To study the effect of intrauterine injection of C-X-C motif chemokine ligand 12 (CXCL12), also known as a stem cell chemoattractant (stromal cell-derived factor 1), on fertility and endometrial receptivity in mice with endometriosis.

Design

Laboratory study.

Setting

Academic Medical Center.

Animal(s)

Fifty-six mice underwent chemotherapy and bone marrow transplantation. Thirty-six of these mice underwent either surgery to induce endometriosis (n = 20) or sham surgery (n = 16).

Intervention(s)

Injection of CXCL12 as a potential therapeutic agent to improve fertility in endometriosis.

Main Outcome Measure(s)

Pregnancy rate, bone marrow–derived cell (BMDC) recruitment and endometrial receptivity markers.

Result(s)

The mice with or without endometriosis received a single uterine injection of either CXCL12 or placebo. Uterine injection of CXCL12 increased the pregnancy rates in a mouse model of endometriosis. Mice were euthanized after delivery, and implantation markers homeobox A11, alpha-v beta-3 integrin, and progesterone receptor were analyzed by immunohistochemistry, whereas green fluorescent protein positive BMDC recruitment was quantified by immunohistochemistry and immunofluorescence.

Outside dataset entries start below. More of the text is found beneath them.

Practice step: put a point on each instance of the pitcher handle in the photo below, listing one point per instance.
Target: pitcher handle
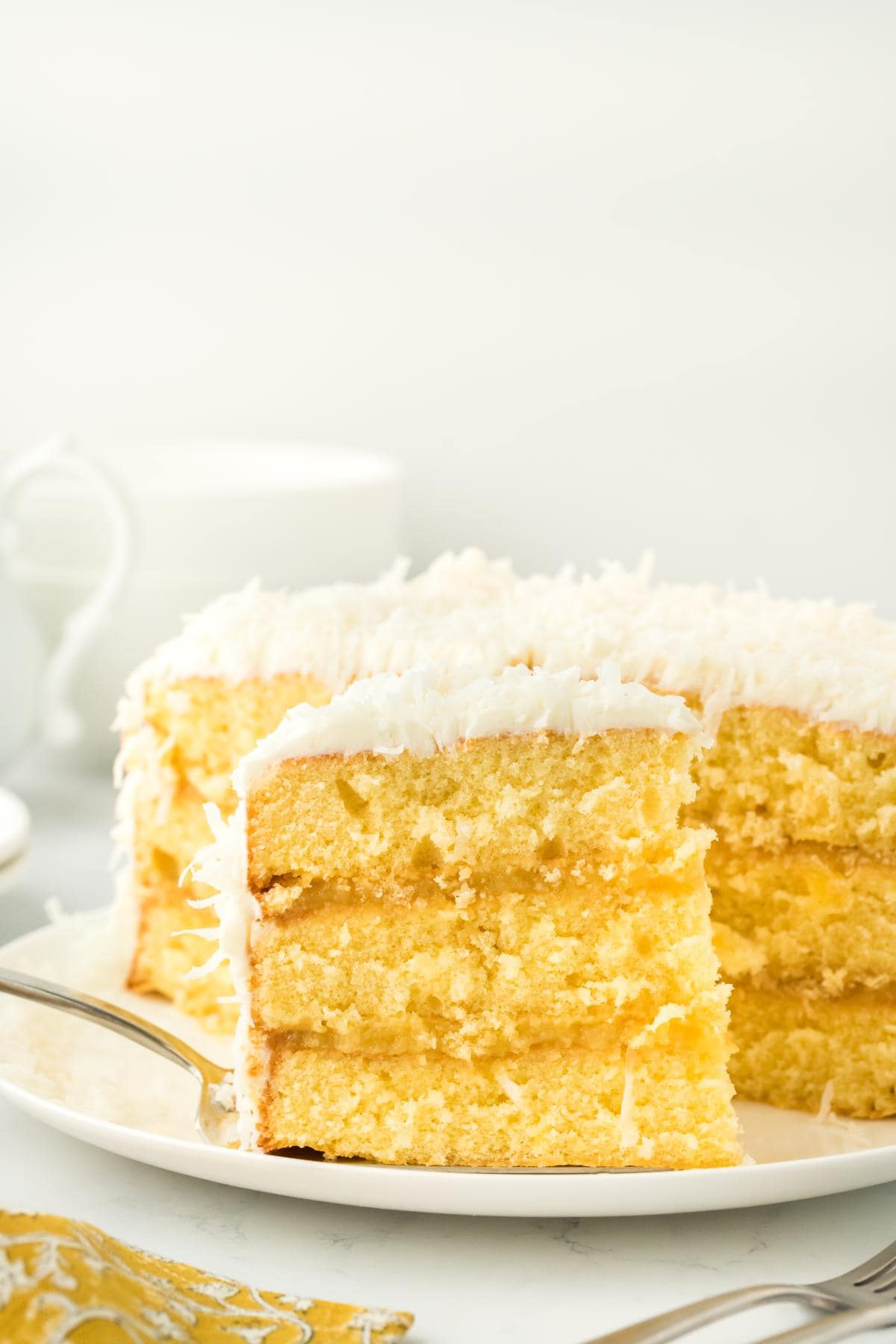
(60, 725)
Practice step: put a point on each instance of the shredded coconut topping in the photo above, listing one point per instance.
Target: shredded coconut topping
(428, 709)
(833, 663)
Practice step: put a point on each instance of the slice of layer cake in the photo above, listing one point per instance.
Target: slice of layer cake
(467, 927)
(208, 695)
(800, 783)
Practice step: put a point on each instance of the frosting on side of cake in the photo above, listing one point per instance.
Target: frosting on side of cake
(222, 865)
(428, 709)
(833, 663)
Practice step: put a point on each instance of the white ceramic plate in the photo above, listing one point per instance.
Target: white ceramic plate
(92, 1083)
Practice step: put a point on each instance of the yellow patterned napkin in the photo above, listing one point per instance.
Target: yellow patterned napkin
(67, 1281)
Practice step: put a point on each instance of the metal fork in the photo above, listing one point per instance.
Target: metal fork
(865, 1297)
(215, 1112)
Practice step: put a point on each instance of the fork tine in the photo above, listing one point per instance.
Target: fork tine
(874, 1268)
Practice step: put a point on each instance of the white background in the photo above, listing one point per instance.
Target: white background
(602, 276)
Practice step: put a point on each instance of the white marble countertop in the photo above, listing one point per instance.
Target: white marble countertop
(467, 1280)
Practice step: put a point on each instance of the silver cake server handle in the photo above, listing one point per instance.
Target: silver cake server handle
(215, 1112)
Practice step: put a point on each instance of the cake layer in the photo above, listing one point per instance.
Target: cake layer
(171, 827)
(208, 724)
(791, 1046)
(491, 974)
(482, 806)
(774, 777)
(164, 957)
(808, 913)
(667, 1102)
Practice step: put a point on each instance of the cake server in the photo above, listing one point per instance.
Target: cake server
(865, 1297)
(215, 1112)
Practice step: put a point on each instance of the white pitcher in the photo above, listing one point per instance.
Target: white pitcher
(35, 683)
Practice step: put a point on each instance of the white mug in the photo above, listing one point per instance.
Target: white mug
(35, 685)
(203, 517)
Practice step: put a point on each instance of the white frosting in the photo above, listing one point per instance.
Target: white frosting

The sham surgery groups without endometriosis had the highest cumulative pregnancy rate (100%) regardless of CXCL12 treatment. The endometriosis group treated with placebo had the lowest pregnancy rate. An increased pregnancy rate was noted in the endometriosis group after treatment with CXCL12. There was also an increase in BMDC recruitment and endometrial expression of progesterone receptor and alpha-v beta-3 integrin in the endometriosis group that received CXCL12 compared with that in the endometriosis group that received placebo.

Conclusion(s)

Uterine injection of CXCL12 increased the pregnancy rates in a mouse model of endometriosis. These results suggest that CXCL12 has a potential role as a therapeutic agent in women with infertility related to endometriosis and potentially other endometrial receptivity defects.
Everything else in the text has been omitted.